Australian Stephen Manners (Cyril Mackay) travels to New Zealand and falls in love with a Māori girl. He goes home and she dies giving birth to their daughter, Iwa. Iwa is raised by her grandfather Hauraki (Mita), who explains to Manners what happens when he returns to New Zealand twenty years later. Manners decides to take Iwa (now played by Stella Southern) back to Sydney, Australia, but doesn't tell her that he is her father.

Travelling with Manners is John Barris (John Cosgrove), who Hauraki tells on his deathbed that Iwa's real father actually is a missionary, not Manners. Barris keeps this information to himself and makes advances on Iwa, which are stopped by Manners.

Iwa tells Manners she is in love with him, so Manner explains he is her father and she returns to Rotarua. Barris' wife (Bernice Vere) tells Manners the truth so he returns to New Zealand and is reunited with Iwa, this time as a romantic couple.

Cast

  • Stella Southern as Iwa
  • Cyril Mackay as Stephen Manners
  • John Cosgrove as John Barris
  • Marie D'Alton as Mrs Manners
  • Mita, Chief of the Arawa as Hauraki
  • Bernice Vere as Eleanor Barris
  • Maggie/Bella Papakura
  • Guide Susan
  • Herbert Lee
  • Raymond Hatton
  • Dunstan Webb
  • Production

    The film was short on location in Rotorua and Auckland, New Zealand, at Coogee Beach and the Wentworth Hotel in Sydney. The cast and crew amounted to about twelve people. Among them was Rudall Hayward who Smith hired as his assistant and later went on to become one of New Zealand's most prolific directors.

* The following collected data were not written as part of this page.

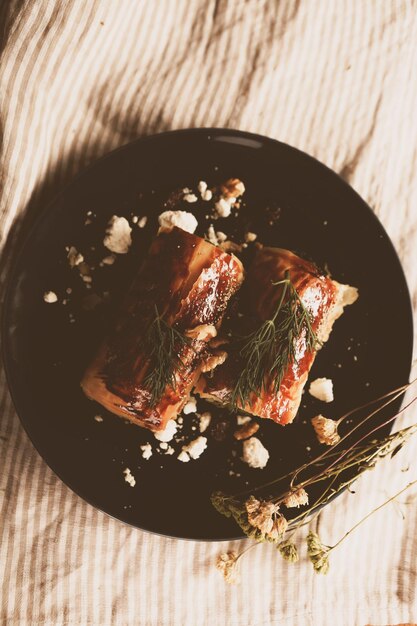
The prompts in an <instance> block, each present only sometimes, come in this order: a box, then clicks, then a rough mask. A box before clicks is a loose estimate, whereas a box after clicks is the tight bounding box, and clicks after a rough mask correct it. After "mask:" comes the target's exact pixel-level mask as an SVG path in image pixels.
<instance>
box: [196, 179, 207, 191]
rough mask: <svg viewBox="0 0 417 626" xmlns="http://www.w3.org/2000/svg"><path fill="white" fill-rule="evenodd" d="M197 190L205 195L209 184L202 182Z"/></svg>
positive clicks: (204, 182)
mask: <svg viewBox="0 0 417 626" xmlns="http://www.w3.org/2000/svg"><path fill="white" fill-rule="evenodd" d="M197 189H198V191H199V192H200V193H201V194H203V193H204V192H205V191H207V183H206V181H205V180H200V182H199V183H198V185H197Z"/></svg>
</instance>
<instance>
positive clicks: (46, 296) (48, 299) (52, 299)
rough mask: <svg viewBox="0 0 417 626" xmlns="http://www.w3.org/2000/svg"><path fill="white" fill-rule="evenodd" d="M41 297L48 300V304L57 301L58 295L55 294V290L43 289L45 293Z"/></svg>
mask: <svg viewBox="0 0 417 626" xmlns="http://www.w3.org/2000/svg"><path fill="white" fill-rule="evenodd" d="M43 299H44V300H45V302H48V304H52V303H53V302H58V296H57V295H56V293H55V291H45V293H44V294H43Z"/></svg>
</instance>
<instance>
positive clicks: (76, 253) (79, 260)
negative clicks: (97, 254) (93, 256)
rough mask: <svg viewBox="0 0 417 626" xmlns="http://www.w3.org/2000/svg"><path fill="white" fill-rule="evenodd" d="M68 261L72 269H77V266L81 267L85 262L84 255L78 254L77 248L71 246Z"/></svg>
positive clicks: (69, 249) (80, 253) (68, 253)
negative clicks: (81, 265)
mask: <svg viewBox="0 0 417 626" xmlns="http://www.w3.org/2000/svg"><path fill="white" fill-rule="evenodd" d="M67 259H68V262H69V264H70V267H75V266H76V265H80V263H82V262H83V261H84V257H83V255H82V254H81V253H80V252H78V250H77V248H75V247H74V246H71V247H70V249H69V250H68V254H67Z"/></svg>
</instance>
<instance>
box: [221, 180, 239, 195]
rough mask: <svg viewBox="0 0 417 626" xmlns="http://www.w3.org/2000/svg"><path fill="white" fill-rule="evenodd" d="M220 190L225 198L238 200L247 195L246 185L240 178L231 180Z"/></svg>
mask: <svg viewBox="0 0 417 626" xmlns="http://www.w3.org/2000/svg"><path fill="white" fill-rule="evenodd" d="M220 190H221V194H222V196H223V198H238V197H239V196H242V195H243V194H244V193H245V185H244V184H243V183H242V181H241V180H239V178H229V180H226V182H225V183H223V185H222V186H221V188H220Z"/></svg>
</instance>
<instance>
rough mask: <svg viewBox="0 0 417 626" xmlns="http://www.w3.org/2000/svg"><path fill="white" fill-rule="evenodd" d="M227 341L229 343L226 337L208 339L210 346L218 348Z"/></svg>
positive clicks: (227, 343) (224, 345)
mask: <svg viewBox="0 0 417 626" xmlns="http://www.w3.org/2000/svg"><path fill="white" fill-rule="evenodd" d="M228 343H230V339H229V338H228V337H216V338H215V339H210V341H209V346H210V348H220V346H225V345H227V344H228Z"/></svg>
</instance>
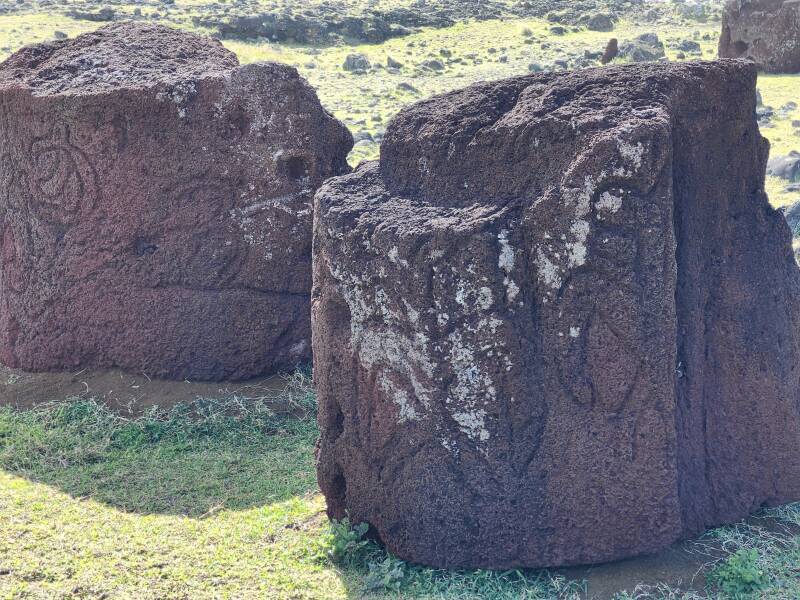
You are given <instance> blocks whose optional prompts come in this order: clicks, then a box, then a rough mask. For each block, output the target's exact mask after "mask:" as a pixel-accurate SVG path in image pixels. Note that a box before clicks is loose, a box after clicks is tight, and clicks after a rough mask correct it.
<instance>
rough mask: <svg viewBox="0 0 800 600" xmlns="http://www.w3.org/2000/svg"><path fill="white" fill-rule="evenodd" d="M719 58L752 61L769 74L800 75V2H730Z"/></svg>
mask: <svg viewBox="0 0 800 600" xmlns="http://www.w3.org/2000/svg"><path fill="white" fill-rule="evenodd" d="M719 56H720V58H749V59H752V60H754V61H755V62H756V63H757V64H758V65H759V66H760V67H761V68H762V69H763V70H765V71H767V72H768V73H800V0H729V1H728V2H727V4H726V5H725V9H724V11H723V15H722V36H721V37H720V42H719Z"/></svg>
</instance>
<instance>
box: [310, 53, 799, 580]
mask: <svg viewBox="0 0 800 600" xmlns="http://www.w3.org/2000/svg"><path fill="white" fill-rule="evenodd" d="M755 83H756V72H755V68H754V67H753V66H751V65H748V64H747V63H744V62H742V61H720V62H718V63H684V64H674V65H669V64H660V65H636V66H629V67H621V68H607V69H602V70H594V71H592V70H589V71H581V72H579V73H566V74H538V75H532V76H527V77H522V78H517V79H510V80H505V81H500V82H496V83H486V84H480V85H477V86H473V87H470V88H467V89H465V90H463V91H458V92H454V93H451V94H448V95H445V96H441V97H438V98H434V99H432V100H429V101H426V102H423V103H420V104H418V105H416V106H413V107H411V108H409V109H407V110H406V111H404V112H403V113H401V114H400V116H398V117H397V118H396V119H395V120H394V121H393V122H392V123H391V124H390V126H389V129H388V131H387V134H386V138H385V140H384V143H383V147H382V158H381V162H380V163H379V164H378V163H371V164H366V165H363V166H362V167H360V168H359V169H358V170H357V171H356V172H355V173H352V174H350V175H347V176H344V177H339V178H335V179H332V180H330V181H328V182H326V183H325V184H324V185H323V187H322V188H321V189H320V190H319V192H318V193H317V196H316V199H315V207H316V214H315V227H314V236H315V238H314V292H313V295H312V314H313V317H312V323H313V335H314V354H315V356H314V360H315V371H314V375H315V380H316V382H317V385H318V393H319V403H320V412H319V421H320V426H321V431H322V437H321V440H320V446H319V457H318V475H319V482H320V485H321V488H322V490H323V492H324V493H325V495H326V497H327V501H328V509H329V514H330V515H331V516H332V517H335V518H342V517H343V516H345V515H346V514H348V515H349V516H350V518H351V519H352V520H353V521H354V522H359V521H364V522H368V523H370V524H371V525H372V527H373V529H374V532H375V533H376V534H377V536H379V537H380V539H381V540H382V541H383V542H384V543H385V544H386V545H387V546H388V548H389V549H390V550H391V551H392V552H394V553H395V554H397V555H398V556H399V557H401V558H404V559H408V560H412V561H415V562H420V563H425V564H429V565H435V566H439V567H491V568H509V567H521V566H525V567H541V566H555V565H567V564H574V563H589V562H597V561H607V560H613V559H619V558H622V557H626V556H630V555H635V554H639V553H645V552H649V551H654V550H657V549H659V548H662V547H664V546H666V545H668V544H671V543H672V542H674V541H676V540H678V539H679V538H682V537H684V536H688V535H692V534H695V533H697V532H700V531H701V530H703V529H704V528H706V527H708V526H712V525H717V524H721V523H726V522H732V521H736V520H738V519H740V518H742V517H744V516H745V515H747V514H748V513H750V512H751V511H753V510H755V509H757V508H758V507H759V506H761V505H762V504H764V503H766V504H777V503H781V502H784V501H789V500H794V499H798V498H800V451H799V450H798V444H797V441H798V436H799V435H800V384H799V383H798V368H799V367H798V365H800V335H799V334H800V305H799V304H798V302H799V300H798V299H800V272H799V271H798V268H797V266H796V265H795V263H794V260H793V257H792V252H791V247H790V233H789V229H788V227H787V225H786V222H785V220H784V218H783V216H782V215H781V214H780V213H779V212H777V211H774V210H773V209H772V208H770V206H769V204H768V202H767V198H766V195H765V193H764V178H765V165H766V160H767V154H768V145H767V142H766V141H765V140H764V139H763V138H762V137H761V135H760V134H759V131H758V127H757V124H756V120H755V102H756V88H755Z"/></svg>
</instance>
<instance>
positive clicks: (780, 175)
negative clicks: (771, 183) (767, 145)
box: [767, 150, 800, 181]
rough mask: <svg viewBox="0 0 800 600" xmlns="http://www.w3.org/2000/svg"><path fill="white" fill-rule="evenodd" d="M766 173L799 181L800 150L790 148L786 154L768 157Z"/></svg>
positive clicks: (799, 172)
mask: <svg viewBox="0 0 800 600" xmlns="http://www.w3.org/2000/svg"><path fill="white" fill-rule="evenodd" d="M767 173H768V174H769V175H772V176H773V177H780V178H781V179H786V180H788V181H800V152H797V151H796V150H792V151H791V152H789V154H787V155H786V156H776V157H775V158H772V159H770V161H769V163H768V164H767Z"/></svg>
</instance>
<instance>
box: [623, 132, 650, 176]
mask: <svg viewBox="0 0 800 600" xmlns="http://www.w3.org/2000/svg"><path fill="white" fill-rule="evenodd" d="M617 147H618V148H619V153H620V155H621V156H622V158H623V159H625V160H626V161H627V162H628V163H630V164H631V165H632V166H633V169H634V171H638V170H639V169H641V168H642V157H644V144H642V143H641V142H637V143H636V144H631V143H629V142H627V141H625V140H624V139H622V138H619V139H618V140H617Z"/></svg>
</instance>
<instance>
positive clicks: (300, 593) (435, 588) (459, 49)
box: [0, 0, 800, 600]
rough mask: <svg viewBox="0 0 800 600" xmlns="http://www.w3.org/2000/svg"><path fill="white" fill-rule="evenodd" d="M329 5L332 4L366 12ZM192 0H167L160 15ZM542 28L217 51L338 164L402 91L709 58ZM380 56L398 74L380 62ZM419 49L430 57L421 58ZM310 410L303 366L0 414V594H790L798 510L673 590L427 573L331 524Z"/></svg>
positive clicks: (5, 52)
mask: <svg viewBox="0 0 800 600" xmlns="http://www.w3.org/2000/svg"><path fill="white" fill-rule="evenodd" d="M312 2H313V3H314V5H317V4H320V3H321V2H322V0H311V2H309V3H308V4H309V5H310V4H311V3H312ZM342 2H344V3H345V4H346V8H347V9H348V10H349V9H350V8H353V9H355V8H357V7H359V6H361V5H363V4H364V0H342ZM263 3H264V4H265V5H266V4H269V2H267V1H266V0H265V1H264V2H263ZM277 3H278V4H295V5H296V4H297V2H296V1H295V0H278V1H277ZM411 3H412V2H411V0H389V1H387V2H382V3H381V5H382V6H383V7H384V8H385V7H387V6H409V5H411ZM139 4H141V10H142V11H143V14H144V15H145V17H146V18H149V15H151V14H152V13H154V12H156V11H162V12H164V11H165V10H166V8H165V7H166V4H167V3H164V6H160V5H159V4H158V3H153V2H145V3H134V2H123V1H120V2H118V3H115V5H114V6H115V7H116V9H117V10H118V12H120V13H124V14H133V10H134V9H135V7H139ZM206 4H208V2H207V0H176V2H175V3H174V5H171V6H173V7H174V8H171V9H170V10H173V12H178V11H191V10H193V7H195V6H197V7H200V6H202V5H206ZM272 4H276V2H272ZM675 4H676V5H677V4H678V3H675ZM198 10H199V8H198ZM188 14H189V13H186V15H183V16H181V15H178V16H177V17H176V18H175V19H174V20H173V21H170V22H169V24H171V25H176V26H179V27H183V28H185V29H189V30H193V31H200V32H202V33H211V32H210V30H203V29H199V30H198V29H196V28H194V26H193V25H192V22H191V19H190V18H188V16H187V15H188ZM101 25H102V24H101V23H94V22H89V21H81V20H75V19H71V18H68V17H66V16H64V15H63V14H56V13H55V12H53V11H48V10H47V8H45V7H43V8H42V9H41V10H38V11H28V12H25V13H20V14H0V60H2V59H4V58H5V57H7V56H8V55H9V54H10V53H11V52H13V51H15V50H17V49H18V48H20V47H21V46H22V45H24V44H29V43H34V42H43V41H47V40H52V39H53V38H54V35H55V33H56V32H62V33H65V34H67V35H68V36H70V37H74V36H76V35H78V34H80V33H83V32H86V31H89V30H92V29H95V28H97V27H99V26H101ZM550 27H551V23H549V22H547V21H545V20H543V19H516V18H515V19H502V20H491V21H481V22H477V21H470V22H464V23H459V24H456V25H454V26H452V27H446V28H443V29H433V28H430V29H423V30H422V31H420V32H418V33H414V34H412V35H409V36H405V37H401V38H395V39H391V40H388V41H386V42H384V43H382V44H374V45H361V44H348V43H342V44H339V45H327V46H321V47H312V46H300V45H296V44H281V43H270V42H269V41H266V40H257V41H255V40H253V41H235V40H226V41H225V42H224V43H225V45H226V46H227V47H228V48H229V49H231V50H232V51H234V52H235V53H236V54H237V55H238V56H239V58H240V60H241V61H242V62H244V63H246V62H252V61H259V60H274V61H279V62H283V63H288V64H291V65H294V66H296V67H297V68H298V70H299V71H300V72H301V73H302V74H303V75H304V76H305V77H306V78H308V80H309V81H310V82H311V83H312V85H314V87H315V88H317V90H318V93H319V96H320V98H321V100H322V102H323V104H325V106H326V107H327V108H328V109H329V110H331V111H332V112H333V113H334V114H335V115H336V116H337V117H338V118H340V119H342V120H343V121H344V122H345V123H346V124H347V126H348V127H349V128H350V129H351V130H352V131H353V133H354V134H355V135H356V137H357V139H358V140H359V142H358V144H357V146H356V148H355V149H354V150H353V153H352V154H351V156H350V161H351V163H352V164H354V165H355V164H356V163H357V162H359V161H361V160H368V159H374V158H376V157H377V156H378V154H379V150H380V139H381V136H382V134H383V132H384V131H385V128H386V125H387V124H388V122H389V121H390V119H391V118H392V116H393V115H395V114H396V113H397V112H398V111H399V110H400V109H401V108H403V107H404V106H407V105H408V104H410V103H413V102H416V101H417V100H420V99H423V98H425V97H428V96H431V95H433V94H437V93H441V92H445V91H448V90H452V89H455V88H459V87H463V86H465V85H468V84H469V83H472V82H475V81H480V80H485V79H498V78H501V77H507V76H512V75H519V74H523V73H527V72H528V71H529V68H530V66H531V65H533V64H537V65H540V66H542V67H544V68H551V67H553V65H554V64H555V61H557V60H559V59H561V58H564V57H572V58H574V57H576V56H578V57H579V56H582V55H583V53H584V52H585V51H589V52H597V51H601V50H602V49H603V48H604V46H605V44H606V42H607V40H608V38H609V37H612V36H614V37H617V38H619V39H620V40H621V41H624V40H625V39H631V38H633V37H635V36H636V35H638V34H640V33H645V32H648V31H654V30H655V31H657V33H658V35H659V36H660V38H661V39H662V41H664V42H665V44H666V47H667V55H668V56H669V58H670V59H672V60H678V59H679V57H678V51H677V49H676V48H677V44H678V43H679V42H681V41H684V40H693V41H695V42H697V43H698V44H700V52H699V53H696V54H694V55H690V56H688V58H689V59H694V58H713V57H714V56H715V48H716V43H717V36H718V33H719V28H720V26H719V24H718V23H714V22H696V21H688V20H686V19H680V18H676V19H675V20H674V22H670V23H666V24H665V23H661V24H659V25H657V26H656V25H652V24H649V25H648V24H645V23H642V22H639V21H636V22H634V21H631V20H623V21H621V22H620V23H618V24H617V27H616V30H615V31H614V32H613V33H599V32H592V31H587V30H581V31H575V32H572V31H568V32H567V33H566V34H565V35H560V36H554V35H552V34H551V32H550ZM351 53H361V54H363V55H365V56H366V57H367V58H368V59H369V61H370V62H371V63H372V65H373V67H375V68H373V69H370V70H368V71H367V72H366V73H364V74H352V73H348V72H346V71H345V70H344V69H343V68H342V64H343V63H344V60H345V58H346V57H347V55H348V54H351ZM389 57H391V58H392V59H393V60H395V61H398V62H400V63H402V67H400V68H399V69H397V70H396V71H390V70H387V69H386V65H387V62H388V59H389ZM433 59H436V60H439V61H440V62H441V63H442V68H441V69H439V70H431V69H428V68H425V67H424V66H423V64H424V63H425V61H429V60H433ZM759 89H760V91H761V93H762V96H763V98H764V102H765V104H768V105H770V106H772V107H774V108H775V109H780V108H781V107H784V106H786V105H788V104H789V103H790V102H797V103H798V104H800V76H766V75H764V76H761V77H760V78H759ZM797 119H800V110H799V109H788V110H786V111H784V112H783V114H782V116H781V118H776V119H774V120H773V121H772V123H771V124H770V125H769V126H766V127H764V128H763V129H762V133H763V134H764V135H765V136H766V137H767V138H769V139H770V141H771V143H772V149H773V150H772V151H773V153H774V154H786V153H788V152H789V151H791V150H800V135H798V132H800V128H795V127H793V126H792V121H793V120H797ZM785 188H786V182H783V181H780V180H777V179H775V178H768V182H767V189H768V192H769V194H770V198H771V201H772V202H773V204H774V205H776V206H784V205H788V204H790V203H792V202H797V201H800V194H798V193H788V192H786V191H785ZM314 413H315V401H314V395H313V392H312V390H311V387H310V381H309V380H308V377H307V376H304V375H302V374H296V375H295V376H293V377H291V378H289V379H287V382H286V386H285V390H284V391H283V393H281V394H280V395H278V396H275V397H272V396H270V397H261V398H242V399H240V400H239V401H236V400H225V401H217V400H215V399H203V400H198V401H197V402H195V403H193V404H192V405H191V406H183V405H180V406H178V407H176V408H173V409H170V410H157V409H151V410H150V409H149V410H148V411H146V412H145V413H144V414H141V415H139V416H136V417H123V416H121V415H120V414H117V413H115V412H113V411H111V410H110V409H108V408H106V407H104V406H102V405H100V404H98V403H97V402H95V401H93V400H92V399H91V398H83V399H69V400H63V401H59V402H55V403H52V404H49V405H45V406H41V407H38V408H34V409H27V410H12V409H10V408H3V407H0V600H6V599H12V598H13V599H18V598H19V599H22V598H42V599H51V598H91V599H100V598H108V599H111V598H115V599H116V598H124V599H128V598H130V599H137V600H138V599H183V598H185V599H191V600H195V599H205V598H209V599H211V598H235V599H250V598H259V599H260V598H265V599H270V600H271V599H284V598H287V599H289V598H291V599H314V600H318V599H319V600H325V599H345V598H402V599H405V598H425V599H442V600H451V599H463V600H472V599H475V600H477V599H492V600H494V599H499V600H518V599H522V600H531V599H550V598H565V599H567V598H587V597H593V595H594V594H595V590H598V589H602V592H601V593H600V597H602V598H612V597H613V598H615V600H633V599H637V600H638V599H649V598H664V599H673V598H674V599H677V598H684V599H687V600H692V599H696V598H733V599H745V598H770V599H776V600H785V599H792V598H800V504H798V505H793V506H789V507H784V508H782V509H778V510H772V511H769V512H766V513H763V514H762V515H760V517H758V518H756V519H754V520H751V521H748V522H747V523H742V524H739V525H737V526H732V527H726V528H722V529H719V530H716V531H713V532H710V533H709V534H707V535H706V536H704V537H703V538H701V539H700V540H696V541H695V542H692V543H689V544H686V545H685V546H682V547H681V549H680V552H681V553H683V554H686V555H687V556H688V557H689V559H687V564H691V565H696V566H693V567H692V568H684V570H685V571H686V577H685V578H684V579H683V581H682V584H681V585H678V584H677V583H674V582H671V583H669V584H659V583H658V582H659V581H660V580H661V579H659V577H660V575H659V573H660V572H661V571H660V568H661V567H660V565H658V568H656V569H653V570H651V571H647V570H646V569H644V568H640V566H639V563H637V562H635V561H634V562H632V563H626V564H627V565H628V566H627V567H625V566H624V565H623V566H621V567H620V568H619V569H617V567H616V566H614V567H610V569H611V570H618V571H621V572H622V571H624V572H625V573H626V574H625V575H624V576H621V577H616V578H612V583H609V582H608V581H605V582H601V583H603V585H599V583H598V580H597V577H598V576H597V574H596V573H594V572H591V571H589V570H580V569H573V570H565V571H557V572H555V571H554V572H508V573H491V572H484V571H479V572H443V571H437V570H431V569H425V568H420V567H415V566H412V565H408V564H405V563H403V562H402V561H399V560H397V559H395V558H393V557H391V556H388V555H387V554H386V553H385V552H384V551H383V550H381V549H380V548H378V547H377V546H375V545H374V544H372V543H368V542H366V541H365V540H363V539H362V538H361V536H360V535H359V530H358V524H337V525H333V526H332V525H331V524H329V523H328V520H327V518H326V516H325V512H324V501H323V499H322V497H321V495H320V494H319V491H318V489H317V485H316V479H315V474H314V444H315V441H316V437H317V429H316V424H315V420H314ZM655 560H656V562H658V561H659V560H660V559H655ZM631 565H632V566H631ZM606 570H608V569H606ZM654 573H655V574H654ZM614 582H618V583H614ZM671 586H672V587H671ZM609 590H610V591H609Z"/></svg>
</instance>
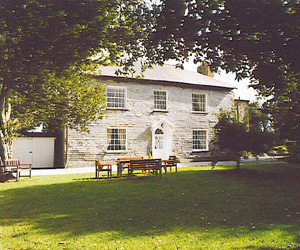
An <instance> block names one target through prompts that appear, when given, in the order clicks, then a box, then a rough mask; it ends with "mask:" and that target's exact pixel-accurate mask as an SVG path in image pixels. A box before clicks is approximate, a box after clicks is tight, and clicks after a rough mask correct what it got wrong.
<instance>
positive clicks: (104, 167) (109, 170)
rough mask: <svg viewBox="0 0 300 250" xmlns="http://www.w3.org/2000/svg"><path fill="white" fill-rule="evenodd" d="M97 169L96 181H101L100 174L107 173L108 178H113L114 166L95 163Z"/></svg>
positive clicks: (96, 170)
mask: <svg viewBox="0 0 300 250" xmlns="http://www.w3.org/2000/svg"><path fill="white" fill-rule="evenodd" d="M95 168H96V179H99V174H100V172H102V171H103V172H107V177H112V165H111V164H109V163H100V161H98V160H96V161H95Z"/></svg>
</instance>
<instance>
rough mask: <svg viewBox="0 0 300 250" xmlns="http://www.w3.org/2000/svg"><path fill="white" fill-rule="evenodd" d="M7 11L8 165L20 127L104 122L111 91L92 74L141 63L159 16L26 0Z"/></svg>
mask: <svg viewBox="0 0 300 250" xmlns="http://www.w3.org/2000/svg"><path fill="white" fill-rule="evenodd" d="M0 6H1V7H0V111H1V116H0V155H1V159H2V161H4V160H5V159H7V157H8V154H9V145H10V143H11V139H12V136H13V135H14V134H15V133H16V132H17V130H18V128H17V127H16V126H17V125H18V126H20V125H22V127H31V126H33V125H35V124H37V123H38V122H43V124H44V126H48V125H49V124H50V123H53V122H55V123H58V124H61V125H68V126H72V127H76V128H79V129H84V128H86V125H87V124H88V123H89V122H90V121H92V120H93V119H97V118H99V117H101V114H102V112H101V111H102V108H103V100H104V97H103V89H102V88H101V86H98V85H97V84H92V83H90V80H91V78H90V76H88V75H87V74H86V73H87V72H89V71H88V70H90V72H91V67H92V66H93V64H94V63H97V64H98V65H99V64H102V65H103V64H104V65H106V64H110V63H118V64H119V65H122V64H123V65H127V64H130V63H131V62H132V61H134V60H135V58H137V57H139V56H140V55H141V54H142V51H143V47H141V46H140V43H141V42H142V41H143V39H145V36H146V34H148V32H147V29H148V27H147V25H148V24H149V22H147V21H146V20H147V18H148V19H149V18H150V19H151V16H149V15H146V14H145V13H146V10H147V9H146V8H145V5H144V3H143V2H141V1H139V0H130V1H122V0H101V1H100V0H99V1H92V0H81V1H73V0H67V1H60V0H55V1H44V0H22V1H21V0H20V1H1V2H0ZM93 56H94V57H93ZM125 56H126V57H125ZM124 58H125V59H126V60H124ZM12 108H13V109H12ZM11 114H12V119H10V117H11ZM1 170H2V169H0V175H1V174H2V171H1Z"/></svg>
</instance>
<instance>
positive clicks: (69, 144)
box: [66, 65, 234, 167]
mask: <svg viewBox="0 0 300 250" xmlns="http://www.w3.org/2000/svg"><path fill="white" fill-rule="evenodd" d="M115 70H116V68H114V67H107V68H105V69H103V70H102V73H101V75H99V76H98V77H97V78H96V81H98V82H99V83H101V84H103V85H104V86H105V88H106V94H107V110H106V114H105V117H104V118H103V119H102V120H99V121H97V122H95V123H94V124H91V125H90V126H89V130H90V132H89V133H79V132H77V131H75V130H68V131H67V135H66V140H67V147H66V148H67V150H66V154H67V165H68V166H69V167H75V166H76V167H79V166H92V165H93V160H95V159H99V160H101V161H113V160H115V159H117V158H118V157H129V156H143V157H149V156H150V155H151V156H152V157H153V158H162V159H166V158H168V157H169V155H173V154H176V155H177V156H178V157H179V158H180V159H181V161H184V160H193V159H194V160H195V159H197V160H199V159H200V160H201V159H204V158H207V157H209V141H210V139H211V137H212V128H213V126H214V125H215V124H216V122H217V118H216V115H215V114H216V113H218V111H219V109H220V108H224V109H230V108H232V106H233V103H234V95H233V91H232V90H233V89H234V87H233V86H231V85H229V84H228V83H224V82H221V81H218V80H215V79H214V78H212V77H209V76H206V75H203V74H200V73H197V72H192V71H189V70H181V69H176V68H175V67H174V66H171V65H164V66H155V67H154V68H153V69H148V70H146V72H144V73H143V78H141V77H140V78H137V77H127V78H125V77H120V76H116V75H115V74H114V72H115Z"/></svg>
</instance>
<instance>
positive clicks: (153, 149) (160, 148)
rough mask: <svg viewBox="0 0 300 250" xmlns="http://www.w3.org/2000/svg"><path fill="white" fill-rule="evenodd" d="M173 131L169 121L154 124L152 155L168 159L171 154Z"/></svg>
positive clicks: (160, 158)
mask: <svg viewBox="0 0 300 250" xmlns="http://www.w3.org/2000/svg"><path fill="white" fill-rule="evenodd" d="M171 131H172V126H171V124H170V123H169V122H166V121H159V122H157V123H155V124H153V125H152V156H153V158H155V159H162V160H166V159H168V158H169V156H170V155H171V137H172V136H171Z"/></svg>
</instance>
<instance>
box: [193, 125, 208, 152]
mask: <svg viewBox="0 0 300 250" xmlns="http://www.w3.org/2000/svg"><path fill="white" fill-rule="evenodd" d="M198 131H202V132H205V135H206V138H205V148H203V149H196V148H194V145H195V143H194V132H198ZM208 132H209V131H208V129H193V132H192V142H193V152H204V151H209V140H208V138H209V136H208Z"/></svg>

    Most stories of inter-racial romance at this time ended unhappily but this one finished with a white man marrying a Māori woman.

    Release

    The movie was originally entitled Our Bit o' the World but this was changed out of fear audiences would think it was a travelogue.

    In 1922, Smith re-edited the film for the British market, adding a racecourse scene and a chase between a car and a train, probably taken from his earlier movie Desert Gold (1919). He retitled the movie The Maid of Maoriland, a title under which the film was re-released in Australia.